Dicho médico contaba con
la ayuda de algún alumno del internado a quien se le reconocía en Calatrava
como “el enfermero”. Durante algún tiempo me atribuyeron dicha función. No sé qué
pudieron notar en mí para cargar sobre mis espaldas tal responsabilidad. Sin
duda, cualquier otra, la hubiera asumido con un mayor espíritu y presteza, pero
en lo tocante a las enfermedades siempre se me ha rebelado una tendencia
pusilánime y cobarde. Impresionable donde los haya, sólo con ver sangre,
heridas o vísceras, siento una repulsión cercana a la náusea. Trato de evitar,
por todo ello, cualquier circunstancia que me aproxime al campo de la medicina.
Sin embargo, por esas fechas, debió de asistirme una especial fortaleza, o tal
vez las atribuciones de responsabilidad en la materia que recibí, me hicieron superarme
a mí mismo, apechugando con tareas incómodas.
Tanto es así que acude a
mi recuerdo algún episodio de especial complejidad para mis dubitativas
destrezas clínicas, como el de poner inyecciones a algún alumno, previa la
prescripción médica necesaria.
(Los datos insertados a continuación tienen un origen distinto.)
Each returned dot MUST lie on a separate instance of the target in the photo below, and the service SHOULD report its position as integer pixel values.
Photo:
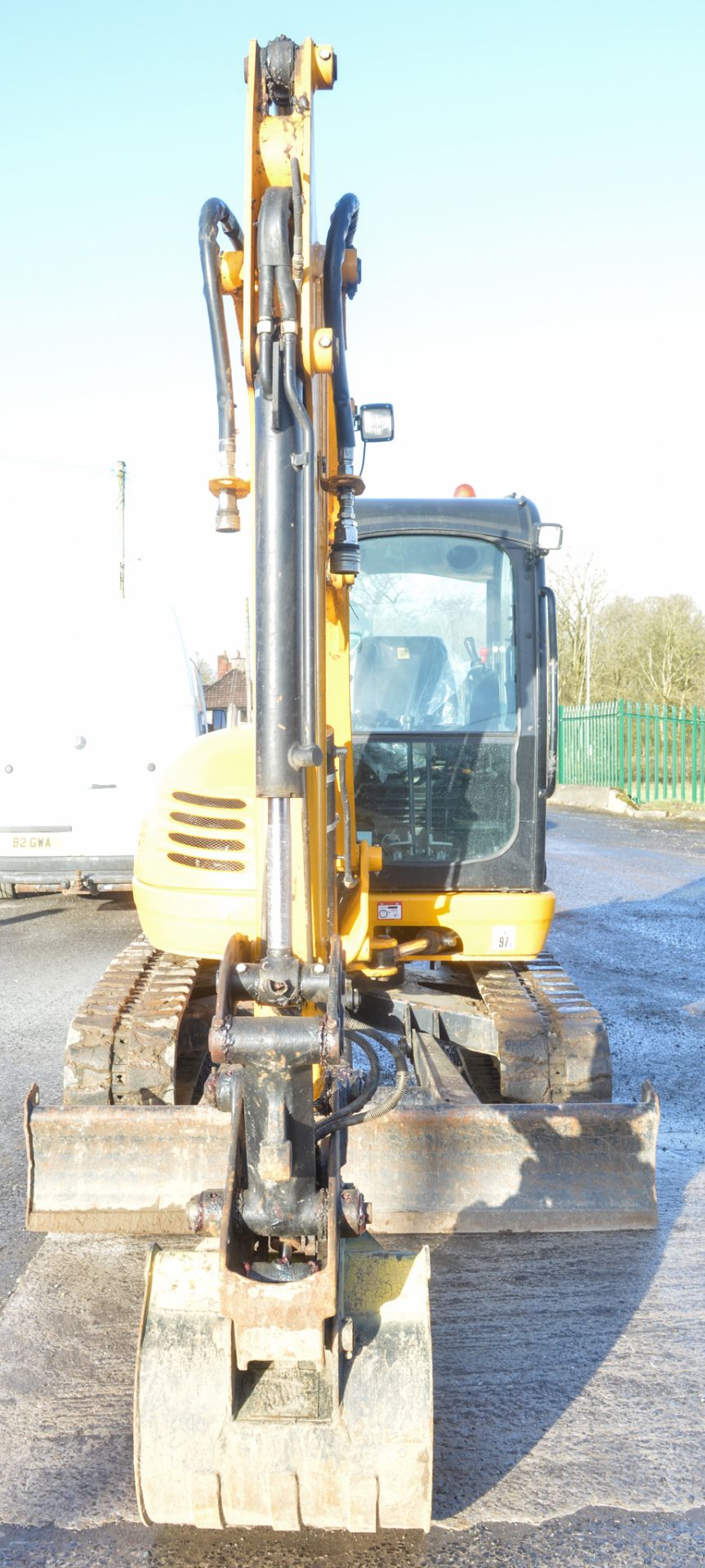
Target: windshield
(434, 697)
(432, 635)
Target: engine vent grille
(206, 822)
(209, 800)
(206, 844)
(197, 862)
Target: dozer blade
(286, 1445)
(429, 1167)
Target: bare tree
(204, 670)
(580, 593)
(672, 649)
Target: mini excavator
(340, 1029)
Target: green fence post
(657, 758)
(682, 753)
(701, 725)
(638, 756)
(664, 795)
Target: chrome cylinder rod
(279, 875)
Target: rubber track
(121, 1045)
(553, 1045)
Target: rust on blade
(429, 1167)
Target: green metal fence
(647, 750)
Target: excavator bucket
(346, 1445)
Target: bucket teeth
(207, 1454)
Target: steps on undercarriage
(121, 1043)
(548, 1041)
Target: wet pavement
(569, 1371)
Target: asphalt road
(569, 1371)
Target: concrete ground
(569, 1371)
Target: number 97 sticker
(503, 938)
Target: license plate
(35, 841)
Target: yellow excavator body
(199, 872)
(341, 1024)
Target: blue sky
(533, 245)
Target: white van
(90, 715)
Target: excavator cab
(453, 637)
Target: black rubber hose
(216, 214)
(354, 1114)
(297, 207)
(357, 1039)
(306, 559)
(341, 234)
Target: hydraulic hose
(341, 234)
(359, 1109)
(216, 214)
(308, 753)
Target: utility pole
(120, 470)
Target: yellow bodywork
(200, 866)
(194, 896)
No fueron muchas, pero un par de ellas hubo. Por
alguna razón, en esas ocasiones el doctor tenía dificultades para personarse en
el internado y delegó sobre mí el delicado asunto. Creo que una de las veces
estuve a la altura de las circunstancias, finalizando la tarea con notable
acierto. Debió socorrerme en la distancia el impulso de mi madre, que para la
habilidad de inyectar era singularmente diestra (el propio médico local le
encomendaba tal quehacer en muchas ocasiones). Pero en otro caso debí de “pinchar
en hueso”, simbólicamente hablando, se entiende, pues a consecuencia de
impulsar la aguja de forma inadecuada, ésta se rompió y tuve que acudir a D.
Tristán, superior avezado en estas lides, para que arreglara el descalabro.